Karen Cooper08:04With the volume becomes who's got the top priority. Everybody thinks their project is priority, but with shared services, not everybody can have a top priority. And so that really surprised me that that was the clarity issue of that was number one. And then after that, it's been kind of tied. So the latest one that I have right now is super duper fun and it is about, let's see here where we at. So what's the hardest part about maintaining A plus work when everything is moving fast? And that one, again, a little bit of surprise. It's like, is it the rework, the bottleneck, the last minute request, or not enough creative time? Not enough creative time was actually the lowest scoring in that poll. The top one was last minute requests. That's what, that is what causes our A plus work or our top work to suffer is more constantly getting less and less.

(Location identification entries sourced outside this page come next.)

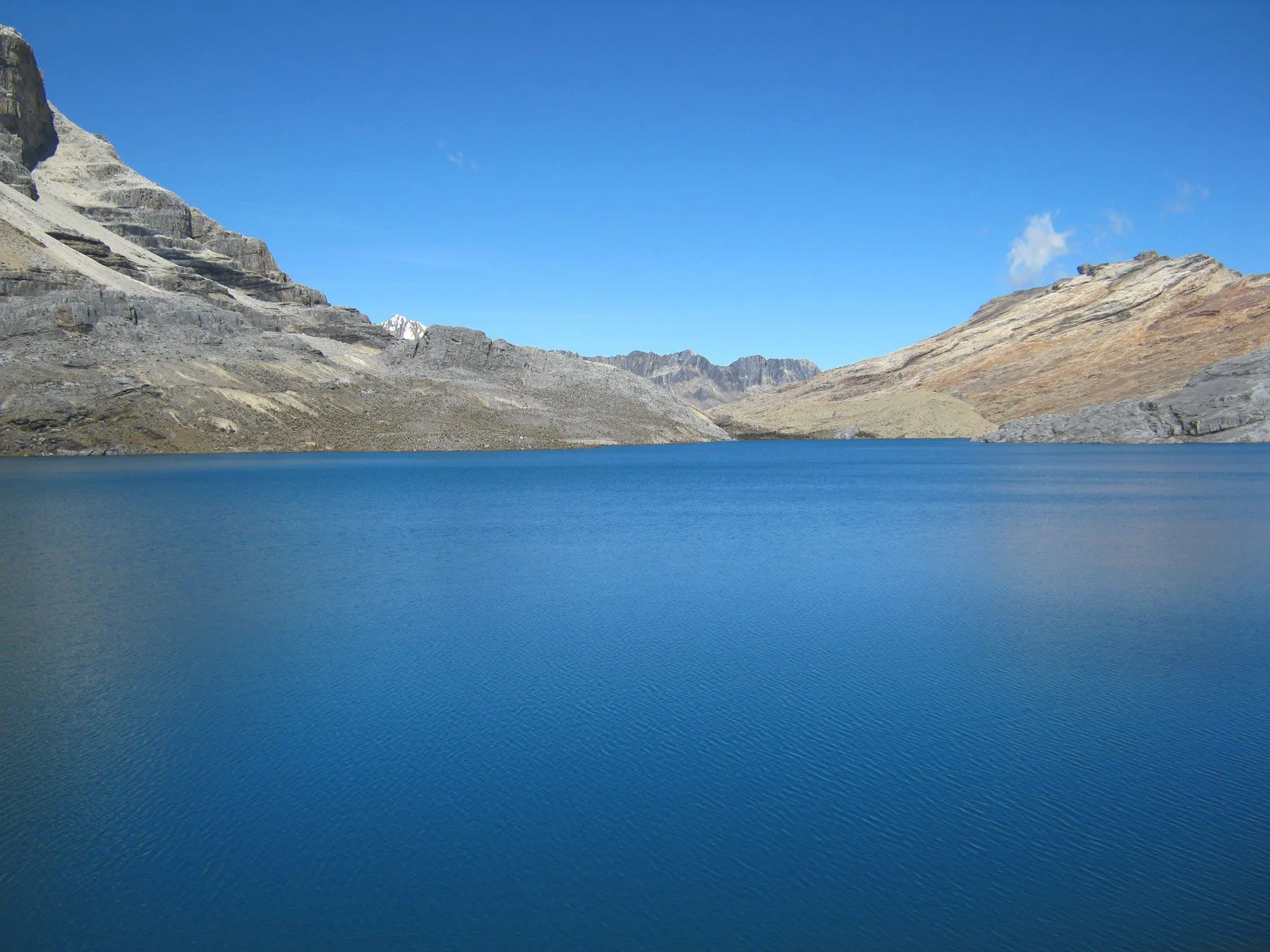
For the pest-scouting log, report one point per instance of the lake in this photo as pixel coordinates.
(860, 695)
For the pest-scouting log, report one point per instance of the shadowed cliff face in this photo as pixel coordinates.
(1227, 403)
(133, 323)
(1133, 329)
(704, 385)
(27, 133)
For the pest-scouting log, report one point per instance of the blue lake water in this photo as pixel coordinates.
(757, 696)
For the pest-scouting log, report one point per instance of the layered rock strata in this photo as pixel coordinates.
(1130, 330)
(704, 385)
(1227, 403)
(133, 323)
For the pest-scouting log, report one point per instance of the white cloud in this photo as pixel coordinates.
(1119, 222)
(1184, 196)
(463, 161)
(1036, 248)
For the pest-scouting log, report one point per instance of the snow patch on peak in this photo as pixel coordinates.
(404, 329)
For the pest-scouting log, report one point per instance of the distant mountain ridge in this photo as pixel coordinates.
(1127, 330)
(705, 385)
(131, 323)
(404, 329)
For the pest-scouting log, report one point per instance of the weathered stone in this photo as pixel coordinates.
(704, 385)
(27, 133)
(1127, 330)
(1226, 403)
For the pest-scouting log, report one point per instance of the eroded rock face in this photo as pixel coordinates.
(87, 174)
(704, 385)
(133, 323)
(1133, 329)
(27, 133)
(403, 328)
(1227, 403)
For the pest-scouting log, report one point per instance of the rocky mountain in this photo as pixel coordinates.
(403, 328)
(704, 385)
(1227, 403)
(1133, 330)
(133, 323)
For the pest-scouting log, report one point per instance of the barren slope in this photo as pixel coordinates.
(133, 323)
(1128, 330)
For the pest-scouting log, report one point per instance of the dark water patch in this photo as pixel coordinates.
(742, 696)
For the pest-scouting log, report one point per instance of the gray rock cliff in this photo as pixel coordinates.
(133, 323)
(1227, 403)
(704, 385)
(27, 133)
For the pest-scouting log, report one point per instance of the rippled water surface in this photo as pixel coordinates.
(789, 696)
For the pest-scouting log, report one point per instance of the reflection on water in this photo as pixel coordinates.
(860, 695)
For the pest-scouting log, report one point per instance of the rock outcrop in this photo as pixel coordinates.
(1130, 330)
(403, 328)
(133, 323)
(704, 385)
(27, 133)
(1227, 403)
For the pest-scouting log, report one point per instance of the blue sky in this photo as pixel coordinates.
(797, 179)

Benjamin Ard08:57Interesting. Do you feel like that's gone up because of AI? People are like, well, of course you can just prompt this in two seconds and give it to me, right?

Karen Cooper09:05I do, so it makes it tough to do. It makes it tough to do quarterly planning because we have to be agile. Social media really is a great example of social media. It's not, you can't plan three months ahead. Things change so quickly. So how do we completely pivot our processes? That's what these polls are kind of telling me. Well, how do we adjust our processes where we've got, we're able to plan because I only have a certain amount of head count. So we're able to plan for our days in advance, but then we also have to be nimble and agile for things that are hot requests because the market dictates it as such.

Benjamin Ard09:42Interesting, very interesting. Okay, so you've got data, you're going to go talk and this is going to be fascinating. I wish I could be there. This is so cool. If they record it, please share it with me. I'd love to see this. So with all of this, what are you kind of coming to as a conclusion as a leader? How are you managing the expectations of output? How are you determining your standard for quality? How are you, like your poll asked, how are you managing priorities for the team so they know what should take time and effort versus other things? How are you starting to internalize this and what are some of your recommendations?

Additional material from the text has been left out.